The Evil Twin
By
James Donahue
There
has been an old Hollywood film theme involving identical twins, with one turning evil. It is always makes a great suprise
ending in a mystery plot. But does that happen in real life?
I have
personally known identical twins and have been interested in the mental and spiritual connections they exhibit.
I went
to high school with Roger and Rodney Lamb, sons of the local postmaster in my hometown. They were husky jolly young men and
full of trickery. They looked so much alike it was almost impossible to tell one from the other and I was always surprised
that their mother always knew which was which. Naturally, their favorite trick was to portray themselves as each other and
get teachers and everyone else around them confused.
I was
one grade behind the Lamb twins so didn’t run with them in high school, although after graduation, when home from college
on winter holidays, I got to know them well. By then they had both shipped out on the Great Lakes and were coming home for
the winter months with their pockets full of cash.
While
laughing and doing wild and crazy tricks much of the time, I had some serious moments with them . . . usually on a one-to-one
basis. That was when they told about feeling one another’s pains and having an unexplained awareness when the other
was in some kind of difficulty. It was as if they shared the same spirit, even when serving on different ships at different
ends of the Great Lakes.
But the
Lamb twins never portrayed themselves as being either good or evil.
I met
a second and much more interesting pair of identical twins after our daughter began dating a young man in high school. She
had just turned 16 and this young man was a year or two older so my wife and I kept close watch on this relationship.
Also our daughter was not yet driving so I was often her chauffeur when she went to see this young man.
The point
to this is that he had two identical twin sisters that were then about 14 or 15 years of age. The girls were strikingly beautiful,
even at that young age.
Even
though they were identical twins, it was easy to distinguish one from the other. Their personalities and behavior was dramatically
polarized. One girl dressed well, was a serious student, and had a pleasant personality.
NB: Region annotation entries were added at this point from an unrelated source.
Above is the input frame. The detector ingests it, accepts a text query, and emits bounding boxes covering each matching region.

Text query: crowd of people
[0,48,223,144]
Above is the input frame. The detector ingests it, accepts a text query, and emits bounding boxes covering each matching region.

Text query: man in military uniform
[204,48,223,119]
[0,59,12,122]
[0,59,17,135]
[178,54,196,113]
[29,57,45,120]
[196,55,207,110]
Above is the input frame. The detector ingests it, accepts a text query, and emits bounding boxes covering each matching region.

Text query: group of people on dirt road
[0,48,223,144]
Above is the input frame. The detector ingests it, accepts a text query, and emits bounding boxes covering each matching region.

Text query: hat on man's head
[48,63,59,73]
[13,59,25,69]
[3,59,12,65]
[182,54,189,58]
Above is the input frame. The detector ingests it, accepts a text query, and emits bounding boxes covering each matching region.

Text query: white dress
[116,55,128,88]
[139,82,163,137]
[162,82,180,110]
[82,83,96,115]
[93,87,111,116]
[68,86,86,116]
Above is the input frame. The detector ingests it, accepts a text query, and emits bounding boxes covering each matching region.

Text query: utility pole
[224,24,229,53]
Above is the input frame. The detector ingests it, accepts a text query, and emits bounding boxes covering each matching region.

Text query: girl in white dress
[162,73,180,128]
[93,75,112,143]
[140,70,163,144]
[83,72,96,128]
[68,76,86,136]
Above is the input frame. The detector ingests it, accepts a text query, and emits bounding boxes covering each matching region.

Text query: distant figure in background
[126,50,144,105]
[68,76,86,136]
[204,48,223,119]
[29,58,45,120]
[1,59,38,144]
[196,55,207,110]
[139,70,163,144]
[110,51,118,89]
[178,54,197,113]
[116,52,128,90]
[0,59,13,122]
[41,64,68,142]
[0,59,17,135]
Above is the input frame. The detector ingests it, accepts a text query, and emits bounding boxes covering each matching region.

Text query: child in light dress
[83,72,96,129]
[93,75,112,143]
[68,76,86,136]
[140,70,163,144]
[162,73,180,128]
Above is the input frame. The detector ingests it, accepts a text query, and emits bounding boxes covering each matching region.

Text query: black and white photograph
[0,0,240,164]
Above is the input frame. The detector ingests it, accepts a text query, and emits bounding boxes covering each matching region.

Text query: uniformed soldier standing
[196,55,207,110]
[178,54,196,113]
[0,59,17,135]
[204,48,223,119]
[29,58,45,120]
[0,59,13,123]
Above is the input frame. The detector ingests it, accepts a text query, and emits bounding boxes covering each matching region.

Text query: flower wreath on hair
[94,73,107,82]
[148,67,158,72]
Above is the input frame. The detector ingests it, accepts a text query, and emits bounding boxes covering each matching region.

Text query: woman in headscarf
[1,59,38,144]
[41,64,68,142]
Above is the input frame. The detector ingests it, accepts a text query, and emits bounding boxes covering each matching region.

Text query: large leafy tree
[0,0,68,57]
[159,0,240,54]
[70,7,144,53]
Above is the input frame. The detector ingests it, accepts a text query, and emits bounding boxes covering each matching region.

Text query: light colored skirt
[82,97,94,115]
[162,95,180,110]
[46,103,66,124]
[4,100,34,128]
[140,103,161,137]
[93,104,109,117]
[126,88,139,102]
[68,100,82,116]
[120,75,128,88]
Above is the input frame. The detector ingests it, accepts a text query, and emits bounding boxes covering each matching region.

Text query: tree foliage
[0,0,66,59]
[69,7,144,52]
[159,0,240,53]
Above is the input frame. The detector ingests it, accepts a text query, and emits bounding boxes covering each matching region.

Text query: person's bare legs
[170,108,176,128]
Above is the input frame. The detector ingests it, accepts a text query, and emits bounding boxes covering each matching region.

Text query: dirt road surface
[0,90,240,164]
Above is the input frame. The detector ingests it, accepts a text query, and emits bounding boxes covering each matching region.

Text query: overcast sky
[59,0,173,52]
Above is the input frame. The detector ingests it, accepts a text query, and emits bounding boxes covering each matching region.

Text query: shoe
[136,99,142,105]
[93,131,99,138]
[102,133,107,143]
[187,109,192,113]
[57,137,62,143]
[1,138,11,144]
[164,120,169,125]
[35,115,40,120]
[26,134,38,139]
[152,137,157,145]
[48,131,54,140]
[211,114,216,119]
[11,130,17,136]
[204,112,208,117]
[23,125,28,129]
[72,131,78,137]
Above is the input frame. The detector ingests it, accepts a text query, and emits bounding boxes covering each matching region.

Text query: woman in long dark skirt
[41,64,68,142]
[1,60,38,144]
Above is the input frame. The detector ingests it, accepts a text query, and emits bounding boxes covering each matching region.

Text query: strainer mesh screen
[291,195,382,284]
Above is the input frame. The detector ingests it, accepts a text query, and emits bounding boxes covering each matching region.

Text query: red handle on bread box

The other was living on the wild
side. She thought nothing of wearing colors that did not match, dressing in mini-skirts and socially misbehaving in about
every way one might imagine. Needless to say she also was doing poorly in school. The family referred to her as the evil twin,
and I do not think they were joking.
I never
had an opportunity to get to personally know the twin girls but their extreme differences drew my interest. What made the
Lamb twins so similar and these girls so different? Did the spiritual link get somehow turned upside down while the girls
were still in the womb? Was it possible that one of the girls became possessed by outside forces and the other was not?
Our daughter continued
to date the older brother for about a year, and kept in touch with him for some time after that. She said a peculiar thing
happened to the twins as they grew older. It was as if they exchanged personalities. The sister who was living the perfect
role suddenly went wild and the wild sister settled down and began living a normal life style. How can this be explained?
A 1987
Time Magazine article examined the personality traits of identical twins looked into various studies conducted by psychologists
and sociologists that wanted to find answers to many of the same questions I have had.
The studies
found that a few identical twins, sometimes even those separated at birth and raised in different homes, grew up to conduct
amazingly similar life styles. They had the same habits, the same interests, and even drove the same cars. None of the studies
uncovered identical twins that adopted extreme opposite personality and behavior traits, however.
The official
conclusion to all of the studies has been that twins may share the same genes and therefore share the same “rough sketch
of life,” but their environment establishes a mechanism for change, even for those that grow up in the same house.
There
also is that “God” factor. If the God exists within the soul in each individual, we have the freedom to create
our own universe, even if we are genetically linked to an identical twin. We not only have this freedom, we may not be capable
of avoiding the reality we create with our minds.
Psychologist
David Lykken summed it up in the Time article: “The environment molds your personality, but your genes determine what
kind of environment you have, seek and attend to.”